Do you guys remember the 3 R’s of conserving the environment? There’s REDUCE, REUSE, and RECYCLE, right?
Seems simple enough, right?
Clothing brand Burberry did not get this message as it was found out that they burned around $38 million dollars worth of clothing last year.
This decision has come under heavy criticism from the public and shareholders alike.
According to its annual report, the London-based company destroyed millions of dollars worth of its own products. More than a third of these were from the beauty products inventory.
The public was appalled by this utter waste of resources and outraged at the explanation the company provided.
Apparently, this was done to protect their intellectual property and to keep the value of the products up by preventing them from going into the so-called ‘gray market’, also known as the counterfeiting market.
Okay.
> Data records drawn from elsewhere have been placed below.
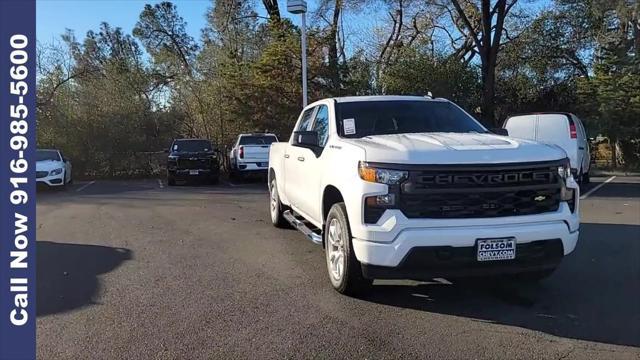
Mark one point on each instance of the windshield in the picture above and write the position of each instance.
(257, 139)
(44, 155)
(192, 146)
(359, 119)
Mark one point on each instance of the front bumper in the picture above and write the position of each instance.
(51, 180)
(184, 173)
(252, 166)
(424, 263)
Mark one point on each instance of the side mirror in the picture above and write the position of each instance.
(306, 138)
(500, 131)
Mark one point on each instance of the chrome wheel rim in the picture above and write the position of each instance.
(274, 202)
(335, 250)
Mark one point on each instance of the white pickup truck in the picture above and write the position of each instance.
(250, 153)
(406, 187)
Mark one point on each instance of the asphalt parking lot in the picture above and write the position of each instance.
(138, 270)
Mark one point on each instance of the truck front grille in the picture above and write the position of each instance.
(481, 191)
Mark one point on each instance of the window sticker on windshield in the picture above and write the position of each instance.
(349, 126)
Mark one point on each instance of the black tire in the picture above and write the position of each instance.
(276, 208)
(351, 282)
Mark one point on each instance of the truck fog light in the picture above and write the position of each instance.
(381, 200)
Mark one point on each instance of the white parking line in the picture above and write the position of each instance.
(596, 188)
(85, 186)
(229, 183)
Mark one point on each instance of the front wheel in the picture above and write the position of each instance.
(344, 268)
(276, 209)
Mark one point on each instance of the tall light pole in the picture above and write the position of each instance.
(300, 7)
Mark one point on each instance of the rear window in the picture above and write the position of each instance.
(192, 146)
(257, 140)
(44, 155)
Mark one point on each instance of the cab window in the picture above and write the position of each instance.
(321, 125)
(307, 116)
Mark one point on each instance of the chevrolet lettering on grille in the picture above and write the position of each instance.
(488, 179)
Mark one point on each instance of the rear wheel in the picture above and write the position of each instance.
(585, 178)
(345, 272)
(276, 209)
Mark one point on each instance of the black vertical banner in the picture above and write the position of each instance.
(17, 179)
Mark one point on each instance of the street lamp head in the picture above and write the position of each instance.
(297, 6)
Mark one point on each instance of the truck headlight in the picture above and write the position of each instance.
(56, 172)
(382, 176)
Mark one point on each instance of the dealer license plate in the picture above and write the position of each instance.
(496, 249)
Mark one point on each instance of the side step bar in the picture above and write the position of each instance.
(298, 224)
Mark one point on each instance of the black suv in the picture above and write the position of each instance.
(192, 158)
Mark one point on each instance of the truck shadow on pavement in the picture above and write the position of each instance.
(594, 295)
(67, 274)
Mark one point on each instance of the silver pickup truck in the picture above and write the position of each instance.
(250, 153)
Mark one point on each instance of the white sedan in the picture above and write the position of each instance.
(52, 168)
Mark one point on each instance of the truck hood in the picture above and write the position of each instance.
(454, 148)
(48, 165)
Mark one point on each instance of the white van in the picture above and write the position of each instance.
(562, 129)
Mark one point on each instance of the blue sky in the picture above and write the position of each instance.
(54, 16)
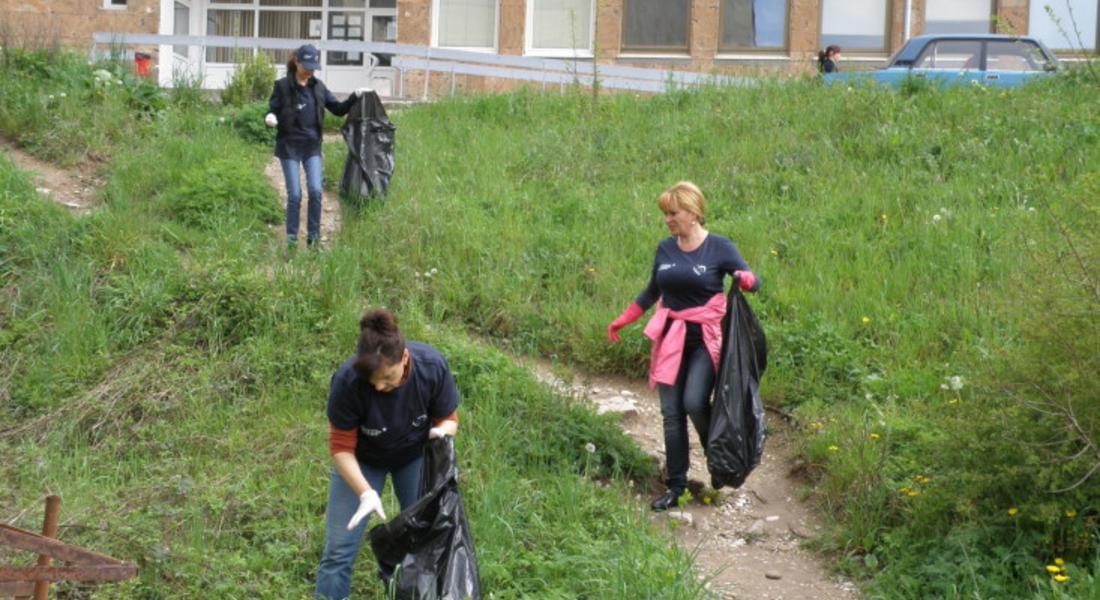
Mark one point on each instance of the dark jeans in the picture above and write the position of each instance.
(689, 397)
(341, 546)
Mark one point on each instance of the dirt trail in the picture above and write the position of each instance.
(72, 188)
(748, 541)
(330, 203)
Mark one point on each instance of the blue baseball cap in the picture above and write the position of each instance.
(308, 57)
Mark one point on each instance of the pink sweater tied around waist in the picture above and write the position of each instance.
(669, 345)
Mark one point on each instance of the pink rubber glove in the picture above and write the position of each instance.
(745, 280)
(627, 317)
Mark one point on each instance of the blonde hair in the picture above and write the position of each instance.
(686, 196)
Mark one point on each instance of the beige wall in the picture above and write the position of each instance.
(48, 23)
(804, 21)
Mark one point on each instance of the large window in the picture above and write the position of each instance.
(656, 24)
(465, 23)
(1059, 30)
(754, 24)
(958, 17)
(855, 25)
(231, 23)
(560, 26)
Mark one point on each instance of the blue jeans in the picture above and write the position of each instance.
(689, 397)
(290, 173)
(333, 576)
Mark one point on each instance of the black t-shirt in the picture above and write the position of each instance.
(683, 280)
(393, 426)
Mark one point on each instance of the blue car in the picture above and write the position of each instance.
(989, 60)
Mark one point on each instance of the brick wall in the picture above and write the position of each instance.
(47, 23)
Let’s take a moment to unpack that sentiment.
They are basically saying that if high-end buyers won’t buy their products within a certain period, they would rather burn them than donate them or repurpose them or literally any other option.
What’s worse is that Burberry is hardly the only company that does this.
Brands like Richemont, Nike, and even H&M has come under fire for doing the same as early as 2010.
It really makes one wonder exactly how much companies value the so-called luxury goods they sell.
In a world where the wealth gap between the richest and the poorest are increasing, the environment is getting worse, and resources are becoming more scarce, high-end fashion companies like Burberry would rather burn their own products than let them be put to any other use.
What’s more, this idea that burning prevents counterfeiting is simply wrong.
What’s stopping someone from buying one legally and making knock-offs of that?
In any case, this whole controversy has been a great learning experience for most people in that they began learning about such practices within the fashion industry.
Perhaps with enough criticism, these big companies can finally move on from grossly wasteful practices like this one and aim for a more ethical and environmentally conscious way of doing business.